On May 1, 2011, new international rules that determine whether certain female athletes can compete in the 2012 London Olympics have just gone into effect.
“After a lengthy review, the International Association of Athletics Federations (IAAF) has decided that female athletes with unusually high androgen levels, a condition known as hyperandrogenism, will be banned from competition unless they undergo surgery or take drugs to lower their testosterone levels. This new policy comes as a response to Caster Semenya, the South African runner whose gender was called into question by fellow athletes at the Berlin Athletics Track &Field Championships in 2009″.

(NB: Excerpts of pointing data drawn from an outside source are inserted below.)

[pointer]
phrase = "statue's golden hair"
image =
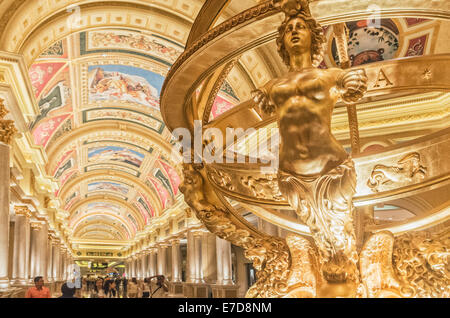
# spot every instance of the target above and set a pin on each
(317, 39)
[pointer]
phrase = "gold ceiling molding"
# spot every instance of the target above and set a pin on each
(328, 10)
(56, 28)
(387, 77)
(243, 32)
(107, 126)
(105, 175)
(107, 215)
(108, 199)
(77, 234)
(33, 13)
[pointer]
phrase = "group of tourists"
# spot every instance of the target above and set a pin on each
(152, 287)
(109, 287)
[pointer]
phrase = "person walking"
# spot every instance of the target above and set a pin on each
(125, 287)
(132, 288)
(99, 291)
(146, 288)
(110, 289)
(67, 292)
(160, 288)
(39, 290)
(118, 282)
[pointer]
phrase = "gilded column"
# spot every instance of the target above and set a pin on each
(209, 258)
(35, 252)
(63, 264)
(148, 271)
(43, 257)
(56, 260)
(162, 255)
(133, 266)
(21, 253)
(190, 258)
(153, 262)
(7, 131)
(144, 264)
(198, 257)
(139, 266)
(176, 261)
(50, 259)
(224, 267)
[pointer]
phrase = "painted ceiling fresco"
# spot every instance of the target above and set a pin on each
(373, 41)
(101, 128)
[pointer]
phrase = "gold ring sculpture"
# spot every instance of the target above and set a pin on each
(316, 178)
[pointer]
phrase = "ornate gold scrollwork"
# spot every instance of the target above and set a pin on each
(7, 129)
(270, 255)
(262, 187)
(422, 263)
(406, 170)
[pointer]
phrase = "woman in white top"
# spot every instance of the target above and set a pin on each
(110, 289)
(98, 291)
(146, 288)
(160, 288)
(132, 288)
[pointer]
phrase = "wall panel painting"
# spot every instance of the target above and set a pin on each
(124, 83)
(118, 154)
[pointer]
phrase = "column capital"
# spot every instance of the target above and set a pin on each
(174, 241)
(36, 225)
(22, 210)
(7, 128)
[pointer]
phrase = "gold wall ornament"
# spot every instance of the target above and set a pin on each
(377, 274)
(22, 210)
(263, 187)
(407, 169)
(7, 129)
(422, 262)
(316, 174)
(270, 255)
(305, 278)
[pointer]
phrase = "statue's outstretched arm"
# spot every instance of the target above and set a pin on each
(262, 99)
(352, 85)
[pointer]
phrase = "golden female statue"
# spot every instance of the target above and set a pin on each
(315, 173)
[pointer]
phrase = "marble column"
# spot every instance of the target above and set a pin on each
(140, 274)
(162, 260)
(144, 264)
(176, 261)
(153, 262)
(43, 257)
(190, 258)
(224, 267)
(148, 271)
(50, 259)
(5, 139)
(35, 253)
(198, 278)
(133, 267)
(209, 258)
(21, 254)
(56, 260)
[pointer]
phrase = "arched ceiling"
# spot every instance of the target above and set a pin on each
(97, 69)
(97, 73)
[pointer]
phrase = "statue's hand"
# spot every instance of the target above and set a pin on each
(260, 98)
(353, 85)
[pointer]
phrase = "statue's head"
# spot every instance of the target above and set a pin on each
(300, 33)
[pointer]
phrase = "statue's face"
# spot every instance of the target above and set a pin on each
(297, 37)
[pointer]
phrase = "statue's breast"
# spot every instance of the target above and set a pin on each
(312, 86)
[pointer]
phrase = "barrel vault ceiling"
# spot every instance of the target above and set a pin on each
(96, 71)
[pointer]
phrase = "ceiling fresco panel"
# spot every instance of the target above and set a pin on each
(124, 83)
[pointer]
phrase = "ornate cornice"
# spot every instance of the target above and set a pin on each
(22, 210)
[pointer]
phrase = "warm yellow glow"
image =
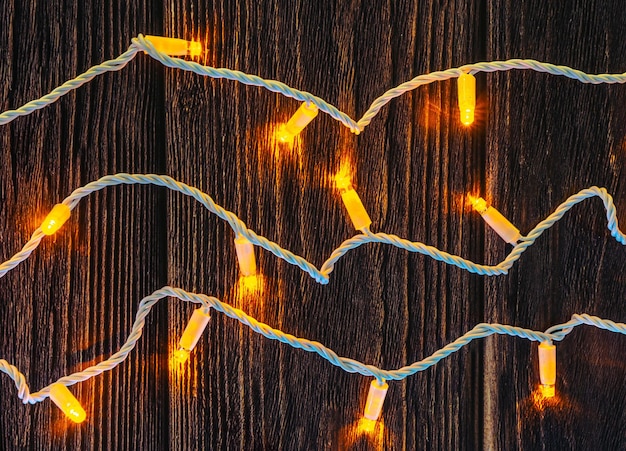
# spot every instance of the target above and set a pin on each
(502, 226)
(343, 179)
(301, 118)
(195, 48)
(467, 98)
(175, 46)
(196, 325)
(251, 284)
(59, 214)
(245, 255)
(479, 204)
(547, 368)
(181, 355)
(375, 400)
(66, 401)
(356, 210)
(365, 426)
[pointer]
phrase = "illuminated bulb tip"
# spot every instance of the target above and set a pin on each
(502, 226)
(181, 355)
(359, 216)
(175, 46)
(375, 400)
(343, 181)
(195, 327)
(547, 368)
(245, 256)
(59, 214)
(467, 97)
(66, 401)
(301, 118)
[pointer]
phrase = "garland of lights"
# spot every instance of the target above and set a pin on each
(162, 49)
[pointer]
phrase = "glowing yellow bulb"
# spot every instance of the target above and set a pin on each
(59, 214)
(175, 46)
(181, 355)
(467, 98)
(375, 400)
(245, 255)
(547, 368)
(352, 201)
(196, 325)
(496, 221)
(66, 401)
(301, 118)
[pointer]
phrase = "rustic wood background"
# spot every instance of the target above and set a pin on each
(537, 140)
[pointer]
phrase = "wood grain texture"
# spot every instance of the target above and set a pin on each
(538, 139)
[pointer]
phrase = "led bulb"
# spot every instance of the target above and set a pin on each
(301, 118)
(497, 221)
(375, 400)
(175, 46)
(66, 401)
(547, 368)
(467, 98)
(245, 256)
(59, 214)
(196, 325)
(352, 201)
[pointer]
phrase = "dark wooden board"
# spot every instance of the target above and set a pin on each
(538, 139)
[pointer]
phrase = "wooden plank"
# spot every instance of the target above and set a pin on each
(548, 138)
(540, 139)
(72, 304)
(413, 166)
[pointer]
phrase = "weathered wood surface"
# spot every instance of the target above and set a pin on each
(538, 139)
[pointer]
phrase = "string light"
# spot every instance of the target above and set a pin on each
(352, 201)
(502, 226)
(547, 368)
(375, 400)
(59, 393)
(245, 256)
(58, 216)
(467, 97)
(301, 118)
(195, 327)
(67, 402)
(175, 46)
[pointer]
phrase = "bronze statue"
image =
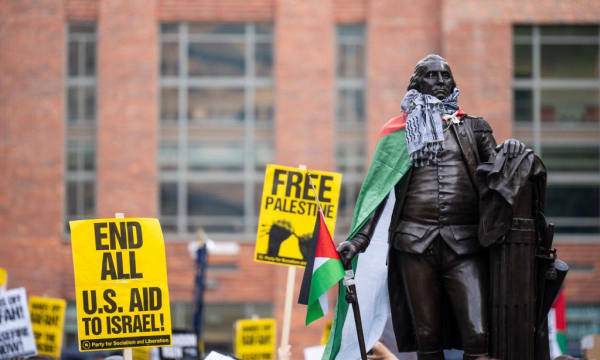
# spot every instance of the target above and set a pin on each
(438, 266)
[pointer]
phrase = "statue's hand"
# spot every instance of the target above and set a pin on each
(347, 251)
(512, 147)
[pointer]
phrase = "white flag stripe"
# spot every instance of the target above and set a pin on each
(371, 288)
(324, 303)
(319, 262)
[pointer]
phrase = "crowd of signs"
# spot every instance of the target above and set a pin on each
(122, 296)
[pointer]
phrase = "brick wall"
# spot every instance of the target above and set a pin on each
(476, 40)
(216, 10)
(31, 143)
(127, 108)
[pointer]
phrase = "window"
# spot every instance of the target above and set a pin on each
(350, 119)
(216, 125)
(80, 179)
(557, 113)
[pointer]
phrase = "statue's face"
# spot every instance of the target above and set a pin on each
(437, 80)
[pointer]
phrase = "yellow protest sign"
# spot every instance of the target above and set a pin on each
(141, 353)
(47, 320)
(289, 210)
(120, 284)
(326, 331)
(255, 339)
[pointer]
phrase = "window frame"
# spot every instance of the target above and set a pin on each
(185, 131)
(581, 135)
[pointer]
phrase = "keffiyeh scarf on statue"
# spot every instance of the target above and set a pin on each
(424, 132)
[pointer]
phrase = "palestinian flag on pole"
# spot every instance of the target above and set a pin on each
(323, 270)
(557, 327)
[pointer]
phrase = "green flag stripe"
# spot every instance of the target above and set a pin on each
(324, 277)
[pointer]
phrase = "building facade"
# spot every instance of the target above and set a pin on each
(172, 109)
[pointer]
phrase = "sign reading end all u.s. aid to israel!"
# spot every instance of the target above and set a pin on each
(289, 210)
(120, 284)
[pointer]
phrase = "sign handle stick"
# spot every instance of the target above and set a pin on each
(287, 311)
(289, 294)
(127, 353)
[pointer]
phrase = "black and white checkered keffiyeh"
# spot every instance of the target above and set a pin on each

This excerpt comes from “When gender isn’t a given” , a short piece signed by Silvia Camporesi and Katrina Karkazis from Stanford Centre of Biomedical Ethics, which has just been published as an op-ed on the San Jose’ Mercury News.
Those interested in topic could also read, by Katrina Karkazis: Fixing Sex: Intersex, Medical Authority, and Lived Experience, published for Duke University Press in 2008, and by Silvia Camporesi and Paolo Maugeri: Caster Semenya: sport, categories, and the creative role of ethics., a brief report appeared on the Journal of Medical Ethics in 2010.